A prominent New Jersey personal injury case, Tomasi v. ShopRitewas recently settled on February 25, 2019. As the case details, Woodbridge resident Michael Tomasi slipped on grapes in the produce department of ShopRite in Woodbridge, NJ in December of 2015. While he did not directly fall onto the ground, Tomasi had to contort his body in an unnatural position in order to brace himself from further injury. Following the slip, Tomasi immediately experienced strong neck pain.
Since Tomasi already suffered from a pre-existing neck injury, the slip escalated his current conditions. As a result, he needed two surgeries. One of these surgeries was a spinal fusion surgery, which is known to be particularly intensive. According to the plaintiffs (Michael Tomasi and his wife Alison), ShopRite was responsible for cleaning the aisles of the store in order to maintain the safety of shoppers.
As with other tort and negligence cases, assessing the legal liability of the accused party can be accomplished by evaluating four critical elements of a personal injury case. These elements are duty, breach of duty, causation, and damages.
Duty is the term used to acknowledge one party’s legal or contractual obligation to another party. In the case of a Tomasi’s fall, ShopRite had a legal duty to provide a safe environment for patrons of the store.
The breach of duty occurs when one party breaches their duty of care to the other party. In the case of Tomasi, ShopRite breached their duty of care to Tomasi by neglecting to keep the aisles of their store intact.
The third element required in a wrongful death case is causation. Essentially, the court must be able to reasonably infer that the accused party’s breach of duty directly caused the injury of the other party. For example, Tomasi’s team of attorneys had to prove that without ShopRite’s negligence, Tomasi would not have slipped and furthered his pre-existing neck injury.

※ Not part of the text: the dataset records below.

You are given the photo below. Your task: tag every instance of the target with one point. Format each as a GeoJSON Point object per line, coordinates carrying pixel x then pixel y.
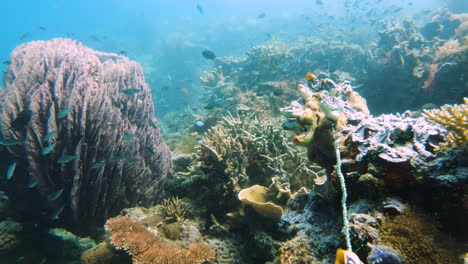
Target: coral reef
{"type": "Point", "coordinates": [132, 236]}
{"type": "Point", "coordinates": [455, 119]}
{"type": "Point", "coordinates": [88, 134]}
{"type": "Point", "coordinates": [425, 64]}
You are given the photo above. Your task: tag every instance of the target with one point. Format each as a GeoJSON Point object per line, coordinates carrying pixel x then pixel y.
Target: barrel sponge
{"type": "Point", "coordinates": [91, 100]}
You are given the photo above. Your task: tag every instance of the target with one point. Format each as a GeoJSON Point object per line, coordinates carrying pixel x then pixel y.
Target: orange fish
{"type": "Point", "coordinates": [185, 91]}
{"type": "Point", "coordinates": [346, 257]}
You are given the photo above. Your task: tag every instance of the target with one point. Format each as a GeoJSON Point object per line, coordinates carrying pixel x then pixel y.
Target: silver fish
{"type": "Point", "coordinates": [57, 213]}
{"type": "Point", "coordinates": [50, 135]}
{"type": "Point", "coordinates": [11, 170]}
{"type": "Point", "coordinates": [55, 195]}
{"type": "Point", "coordinates": [48, 149]}
{"type": "Point", "coordinates": [65, 159]}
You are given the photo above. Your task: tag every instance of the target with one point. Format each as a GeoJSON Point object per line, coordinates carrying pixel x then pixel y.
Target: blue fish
{"type": "Point", "coordinates": [63, 113]}
{"type": "Point", "coordinates": [50, 135]}
{"type": "Point", "coordinates": [11, 170]}
{"type": "Point", "coordinates": [33, 183]}
{"type": "Point", "coordinates": [10, 142]}
{"type": "Point", "coordinates": [116, 158]}
{"type": "Point", "coordinates": [48, 149]}
{"type": "Point", "coordinates": [55, 195]}
{"type": "Point", "coordinates": [65, 159]}
{"type": "Point", "coordinates": [128, 137]}
{"type": "Point", "coordinates": [57, 213]}
{"type": "Point", "coordinates": [98, 164]}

The final element of a personal injury case is damages. The state of New Jersey follows a modified comparative fault rule. Under this system, the party that is more than 50% cannot recover damages. On the other hand, the party that is less than 50% at fault (for example, 49% at fault) may recover those proportions of the damages. In addition to these compensatory damages, New Jersey personal injury settlements can also include unlimited damages for pain and suffering, which is considered a non-economic damage. Pain and suffering is deduced by considering how the injured party’s daily routine will be altered, lifestyle factors that are affected by the injury – such as sleep, and how the injury will impact the injured party in the long term.
The only damages that are capped for personal injury cases in New Jersey are punitive damages. Punitive damages are those that are intended to punish the party-at-fault for particularly hostile and/or dangerous behavior. In New Jersey, these punitive damages are capped at five times the compensatory damages or at $350,000 depending on which figure is larger in the particular case.